….I decided I was a lemon for a couple of weeks. I kept myself amused all that time jumping in and out of a gin and tonic.
~Douglas Adams, Life, The Universe and Everything
Another relatively flat stage in the Tour today, coursing through the pastoral Champagne Berry region smack dab in the middle of France. A day which displays the gracefully tessellated peloton and culminates in a crazed sprint for those pursuing the green jersey.
The quaint start town, Vatan, with a little over 2,000 inhabitants, is one of several French villages with tongue in cheek names: (Vatan means “Go Away”), Arnac-la-Poste (“Cheat the Post Office”), Bouzillé (“Broken”), Trécon (“Very Stupid”), Poil (“Naked”), Monteton (“My Tit”), Corps-Nuds (“Nude Bodies”). Coincidentally, the town of Condom is on the river Baïse which without the umlaut over the “i” means “coitus” in common French parlance. With the ironic exception of Condom, these towns even belong to a group called the Association des communes de France aux noms burlesques et chantants.
The Tour town displays it motto without pretense: “Vatan… you’ll be back”…a saying which could be applied to Condom as well.

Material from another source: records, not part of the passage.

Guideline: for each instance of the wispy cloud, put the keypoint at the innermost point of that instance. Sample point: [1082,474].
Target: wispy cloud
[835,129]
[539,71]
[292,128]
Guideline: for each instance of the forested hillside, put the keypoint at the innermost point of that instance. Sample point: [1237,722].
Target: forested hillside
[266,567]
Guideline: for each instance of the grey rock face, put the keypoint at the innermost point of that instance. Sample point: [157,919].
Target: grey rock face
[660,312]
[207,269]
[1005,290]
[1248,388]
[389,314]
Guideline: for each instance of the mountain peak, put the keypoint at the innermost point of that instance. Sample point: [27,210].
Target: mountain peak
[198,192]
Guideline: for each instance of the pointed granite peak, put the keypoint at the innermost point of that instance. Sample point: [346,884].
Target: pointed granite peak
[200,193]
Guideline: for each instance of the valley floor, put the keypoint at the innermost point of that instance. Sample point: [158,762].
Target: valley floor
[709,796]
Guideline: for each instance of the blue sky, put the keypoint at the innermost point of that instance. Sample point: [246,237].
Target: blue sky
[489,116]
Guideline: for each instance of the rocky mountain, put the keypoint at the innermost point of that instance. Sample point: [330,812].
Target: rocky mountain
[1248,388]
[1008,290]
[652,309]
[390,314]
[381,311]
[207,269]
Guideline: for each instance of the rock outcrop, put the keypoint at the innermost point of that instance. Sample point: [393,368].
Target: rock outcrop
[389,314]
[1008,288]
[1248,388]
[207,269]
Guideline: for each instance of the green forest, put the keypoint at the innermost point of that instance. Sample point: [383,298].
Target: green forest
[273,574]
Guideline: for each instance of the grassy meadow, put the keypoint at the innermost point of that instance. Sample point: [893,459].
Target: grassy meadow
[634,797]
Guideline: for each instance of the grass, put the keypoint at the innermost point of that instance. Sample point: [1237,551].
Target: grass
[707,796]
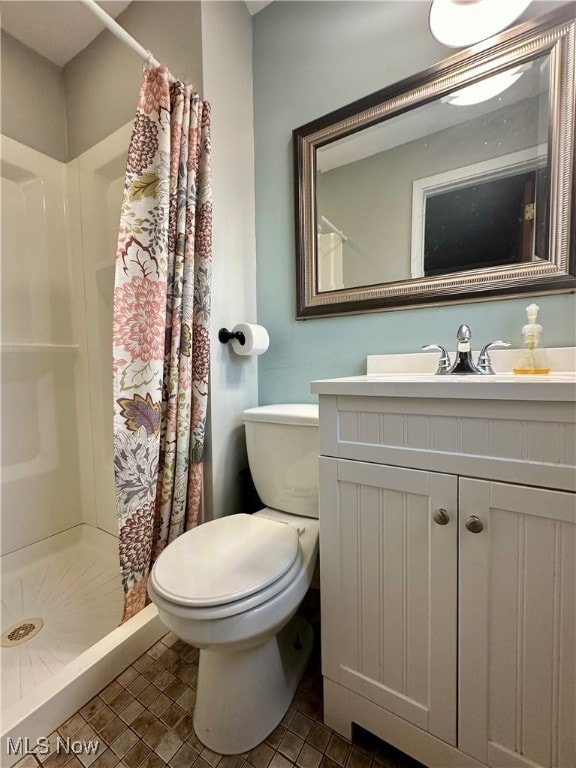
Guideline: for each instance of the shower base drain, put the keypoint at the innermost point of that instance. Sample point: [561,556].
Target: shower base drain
[21,632]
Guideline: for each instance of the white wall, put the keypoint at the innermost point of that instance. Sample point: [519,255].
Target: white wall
[227,75]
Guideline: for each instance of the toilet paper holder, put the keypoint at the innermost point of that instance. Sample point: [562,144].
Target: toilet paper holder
[224,336]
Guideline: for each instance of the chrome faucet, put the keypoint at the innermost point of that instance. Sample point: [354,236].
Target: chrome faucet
[464,364]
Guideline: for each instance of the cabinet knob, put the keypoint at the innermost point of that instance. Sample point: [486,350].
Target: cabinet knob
[474,524]
[441,517]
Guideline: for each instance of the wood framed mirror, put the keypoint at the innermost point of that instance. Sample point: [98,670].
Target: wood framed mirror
[453,185]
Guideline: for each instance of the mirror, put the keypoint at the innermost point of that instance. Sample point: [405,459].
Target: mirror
[453,185]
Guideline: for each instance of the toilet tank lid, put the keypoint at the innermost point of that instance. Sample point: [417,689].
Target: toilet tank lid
[305,414]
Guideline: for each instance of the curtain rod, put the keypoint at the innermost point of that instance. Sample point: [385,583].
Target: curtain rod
[122,35]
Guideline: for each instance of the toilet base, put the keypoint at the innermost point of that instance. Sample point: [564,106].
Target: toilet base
[242,696]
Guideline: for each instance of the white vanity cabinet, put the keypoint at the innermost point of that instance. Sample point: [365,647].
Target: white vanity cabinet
[447,546]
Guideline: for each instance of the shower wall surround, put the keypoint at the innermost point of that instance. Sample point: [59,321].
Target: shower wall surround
[311,58]
[91,101]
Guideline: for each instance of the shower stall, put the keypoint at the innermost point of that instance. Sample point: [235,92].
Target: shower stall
[61,590]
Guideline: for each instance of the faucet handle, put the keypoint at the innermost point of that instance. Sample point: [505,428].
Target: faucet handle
[444,363]
[484,363]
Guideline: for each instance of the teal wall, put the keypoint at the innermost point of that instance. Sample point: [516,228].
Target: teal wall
[311,58]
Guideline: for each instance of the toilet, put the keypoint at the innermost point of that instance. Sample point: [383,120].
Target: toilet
[232,586]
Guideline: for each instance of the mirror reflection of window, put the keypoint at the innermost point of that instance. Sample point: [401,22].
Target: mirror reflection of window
[364,183]
[489,224]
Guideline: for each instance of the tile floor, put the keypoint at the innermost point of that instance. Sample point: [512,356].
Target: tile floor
[143,719]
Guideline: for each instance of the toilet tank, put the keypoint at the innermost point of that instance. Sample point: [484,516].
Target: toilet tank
[282,443]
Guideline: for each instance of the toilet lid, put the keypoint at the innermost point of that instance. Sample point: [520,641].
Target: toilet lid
[227,559]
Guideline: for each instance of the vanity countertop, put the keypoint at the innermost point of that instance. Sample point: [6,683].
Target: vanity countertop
[559,387]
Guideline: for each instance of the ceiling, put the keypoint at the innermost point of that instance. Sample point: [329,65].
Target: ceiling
[60,29]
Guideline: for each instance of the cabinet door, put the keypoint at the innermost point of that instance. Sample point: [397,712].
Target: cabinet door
[517,700]
[388,582]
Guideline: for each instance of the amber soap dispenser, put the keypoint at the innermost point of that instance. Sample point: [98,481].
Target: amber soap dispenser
[532,357]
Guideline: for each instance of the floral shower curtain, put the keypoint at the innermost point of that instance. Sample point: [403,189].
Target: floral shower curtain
[161,314]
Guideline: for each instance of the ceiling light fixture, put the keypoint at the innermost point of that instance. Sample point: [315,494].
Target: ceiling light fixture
[460,23]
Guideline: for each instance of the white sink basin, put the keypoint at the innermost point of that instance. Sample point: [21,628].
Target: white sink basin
[413,376]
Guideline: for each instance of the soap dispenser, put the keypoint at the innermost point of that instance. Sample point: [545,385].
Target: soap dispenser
[532,357]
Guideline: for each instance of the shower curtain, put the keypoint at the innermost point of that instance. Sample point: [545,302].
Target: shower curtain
[161,313]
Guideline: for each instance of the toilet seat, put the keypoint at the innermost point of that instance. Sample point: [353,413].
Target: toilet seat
[227,565]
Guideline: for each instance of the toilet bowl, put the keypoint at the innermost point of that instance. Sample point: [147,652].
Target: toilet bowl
[231,587]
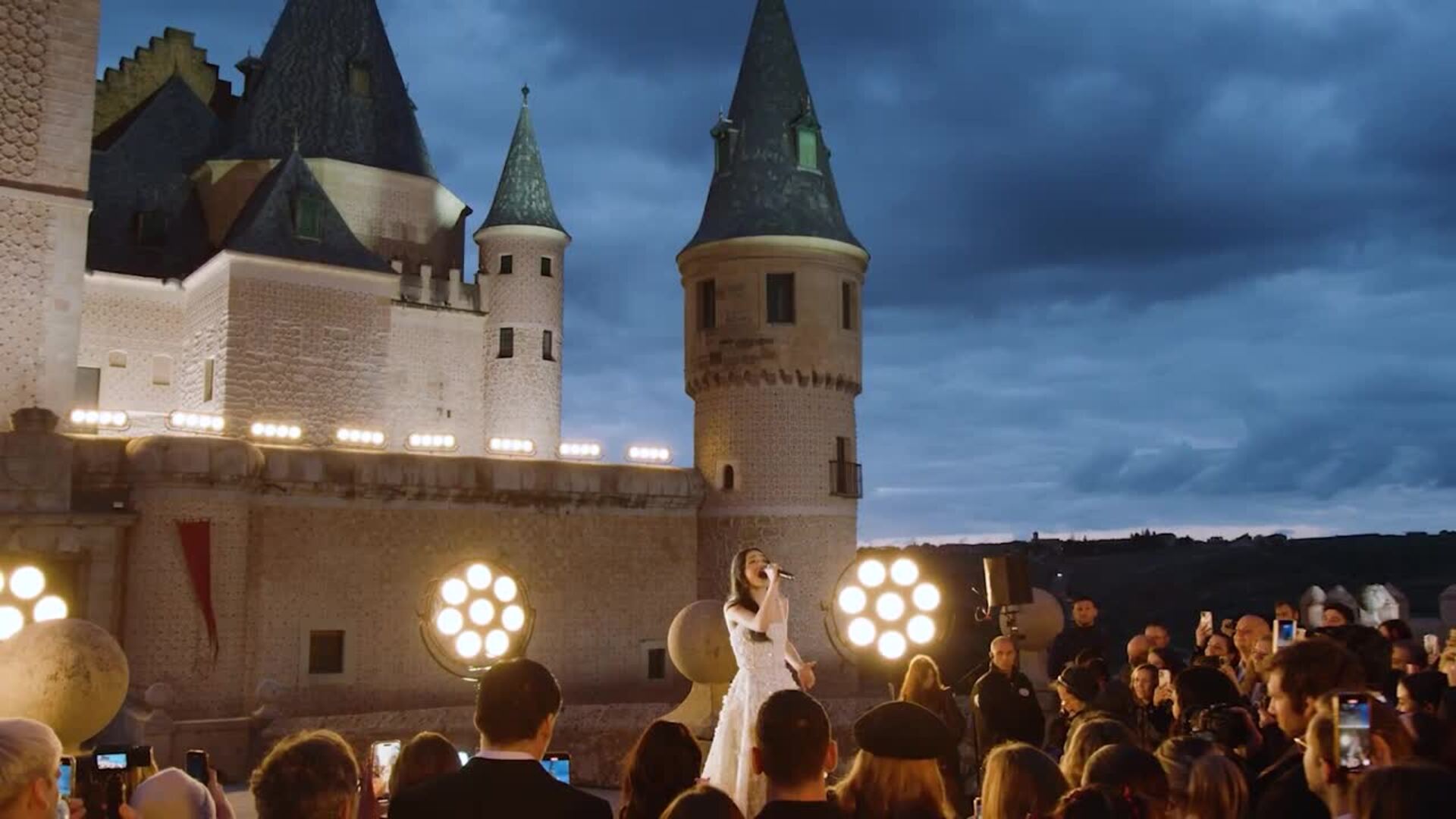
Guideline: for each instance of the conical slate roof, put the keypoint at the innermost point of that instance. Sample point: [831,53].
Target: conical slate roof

A refreshing change from the insipid names that tend to grace many of the towns, streets, and subdivisions of dysturbia.
LEMON ISRAELI COUSCOUS
1 1/2 T extra virgin olive oil
1/3 C yellow onion, peeled and finely chopped
1 1/2 C Israeli couscous
2 C chicken stock
3 T fresh mint, finely chopped
1 T grated lemon zest
3 T freshly squeezed lemon juice
1 T parsley, minced
Sea salt and freshly ground black pepper
Heat the olive oil in a heavy saucepan over medium high heat. Add the onion and cook, stirring, for 2 to 3 minutes, until tender and translucent. Stir in the couscous and cook for 2 to 3 minutes longer, until evenly coated with oil. Add the stock and bring to a boil. Reduce the heat to low, cover and simmer until tender, about 12 to 14 minutes.
Stir in the mint, lemon zest, lemon juice, and parsley, then season to taste with salt and pepper. Cook the couscous, stirring, over medium low heat until the mint and lemon are aromatic, 2 to 3 minutes longer. The couscous should be tender and fluffy.